The in the dying light the three men could just see the mob of approaching farmers armed with anything that they could grab. (Mostly torches and pitchforks) Spattereye grinned like a wild man readying the many revolvers thrust into his belt. He had just finished reading the notes and smiled well pleased.
"Well for once ya'll did something right and I'll say this one here will do me an Johnny just fine." Handing the letter to its respective writer he nodded to the man.
"Alright take that down to the stables, I got a horse ready fer ya, ride east an find Johnny, I hear he's a man and a half so it shouldn't be hard." The writer quickly raced down to the stables jumped on the horse and rode as fast as he could into the east disappearing around a large hill.
"Filthy coward he's scared, ah well here take this here." Spattereye tossed his last outlaw a weapon just as the mob of angry farmers rushed the barricade. The sound of gunfire rang out for over an hour before the first man fell and another whole hour before the second fell, surrounded by pitchfork wielding farmers shooting away. And at that moment the legacy of one of the most feared men in the west died with him.
Eight days later
A lone rider clacked into town, filthy and exhausted from his journey he stopped outside the town's saloon sliding off his horse and limping inside. A few people turned to look at the newcomer yet seeing nothing special they returned to their drinks and poker games. Stomping over to the bar the man clinked a coin down on the wooded boards winking at the tender.
"Any man by the name of Johnny around here?" He asked flicking one of the coins towards the fat bar tender. Before the large man could answer a voice from behind spoke up.
"Who wants him?" It asked, Delthion turned holding up the letter.

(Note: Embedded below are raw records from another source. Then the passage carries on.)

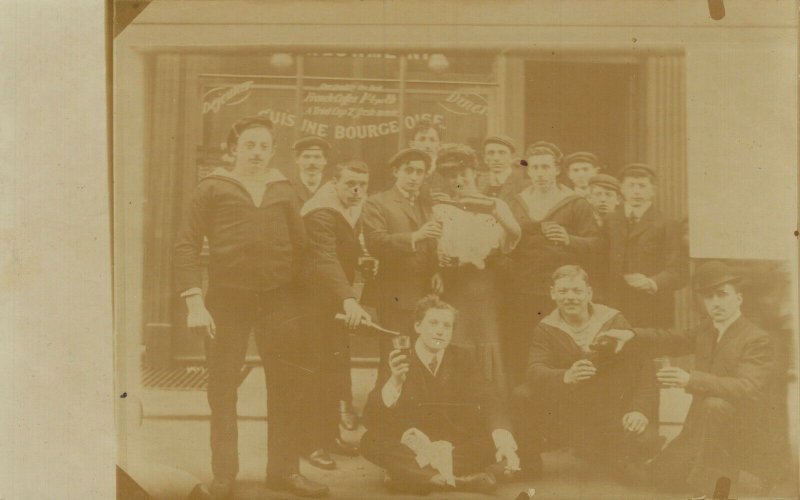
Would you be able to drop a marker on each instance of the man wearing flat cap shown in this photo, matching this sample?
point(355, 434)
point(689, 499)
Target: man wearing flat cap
point(647, 259)
point(311, 158)
point(604, 196)
point(733, 366)
point(579, 168)
point(503, 177)
point(399, 231)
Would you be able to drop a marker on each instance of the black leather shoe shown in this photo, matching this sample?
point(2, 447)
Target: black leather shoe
point(320, 458)
point(482, 482)
point(218, 489)
point(342, 447)
point(299, 485)
point(348, 418)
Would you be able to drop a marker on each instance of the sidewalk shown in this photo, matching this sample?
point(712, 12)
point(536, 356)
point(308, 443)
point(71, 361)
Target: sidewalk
point(169, 454)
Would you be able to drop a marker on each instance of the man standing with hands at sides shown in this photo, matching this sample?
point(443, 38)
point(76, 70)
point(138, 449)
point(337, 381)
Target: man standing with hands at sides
point(647, 258)
point(580, 167)
point(400, 233)
point(311, 158)
point(558, 228)
point(333, 223)
point(579, 394)
point(256, 238)
point(734, 362)
point(503, 178)
point(433, 422)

"I do, ya know where he is?"
"Yer talking to him, now hand me that." The young man sitting at the table clearly showed he wasn't going to stand for any argument so Delthion passed over the letter taking a step back. The young man scanned the note biting his lip and looking worriedly at Delthion occasionally but he finished reading and crumpled it up.
"So he hated you huh? Well I suppose that's nothing new, he's dead isn't he." Johnny asked.
Delthion had no choice but to nod gulping slightly.
"Well no matter he deserved it anyway, now leave an get out of my sight I have a name to live up to." With a roll of his eyes the young man turned away throwing the crumpled note over his shoulder.
Delthion left quickly surprised by this turn of events and confused on what he was to do. Seeing the open lands to the west he jumped on his horse and rode into the sunset. There was still a great unknown to explore, and if he didn't do it, who would?
OOC: Congratulations Delthion for that close win, Soren your entry was very good and definitely made this a hard choice but Del won in the end. Good round anyway though. ;)
YEEEESSSSS!!!!!!!!! Finally! Good game Soren, I thought you had me there. I already have something planned, I'll be making another round later today.
Okay wow a little excited are we, ;D
;D ;D
Quote from: Delthion on March 16, 2015, 03:46:00 PM
YEEEESSSSS!!!!!!!!! Finally! Good game Soren, I thought you had me there. I already have something planned, I'll be making another round later today.
Dang, alright. Del, since your the new overlord, make me win next time. ;) ;D
I'm not too sure that's how it works ;)
Things got a bit confusing here and there, but it wasn't a bad round. Sandpaw did a good job as Overlord; the theme was unique and one of the better ones we've done so far.
Y'all can see that I got a little writer's block and a little burnout here. I'm not sure whether I'll be in the next round. I've been in five straight, and I'm thinking it might be time to take one off and let new blood compete. I'm always available if anyone wants advice, though; that goes for both players and Overlords.